On 11 May 2016, an on-field brawl occurred in the third-round game of FA Cup between amateur club Wuhan Hongxing and first tier club Jiangsu Suning. Jiangsu's striker Ge Wei scored in the 7th minute of stoppage time as Jiangsu edged Wuhan Hongxing 1–0 and advanced to the next round. Players and staff of Wuhan Hongxing lost control and attacked their counterparts following the final whistle. Jiangsu's Xie Pengfei was hit onto the ground by several Wuhan players, while scorer Ge Wei was injured on his rib; many other Jiangsu's players also suffered injuries in the melee. Some reporters from Jiangsu were also assaulted in the incident. Jiangsu's staff Wu Bo, who was recording the match, was beaten up by a group of unidentified people.
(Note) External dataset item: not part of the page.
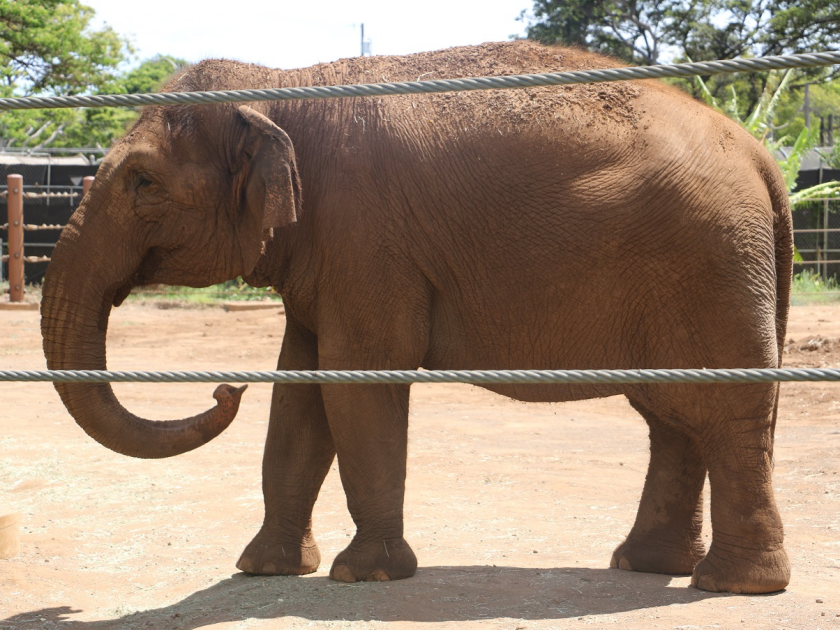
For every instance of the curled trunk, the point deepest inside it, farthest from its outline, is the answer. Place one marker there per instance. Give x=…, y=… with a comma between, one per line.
x=77, y=299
Jiangsu Suning left Wuhan on a high-speed train immediately after the match. The officials of Wuhan Hongxing condemned the brawl and vowed to punish the players involved later that day. They also emphasized that the cause of the brawl could not ascribed to Wuhan only as they believed the goal celebration of Jiangsu was a deliberate provocation. On 12 May 2016, Wuhan Hongxing issued an apology to Jiangsu and announced that five players who were involved the brawl had been sacked by the club. However, Wuhan was exposed to use ineligible players in the match on the same day.

On 20 May 2016, the Chinese Football Association published the survey results and punishments. Jiangsu was awarded a 3–0 win. Wuhan Hongxing Bairun F.C. was fined 200,000 RMB and banned from all future matches organised by the Chinese Football Association. Six players and two staff of Wuhan received a life ban from football, four players of Wuhan received a 36-month ban from football and ten players of Wuhan received a 24-month ban from football.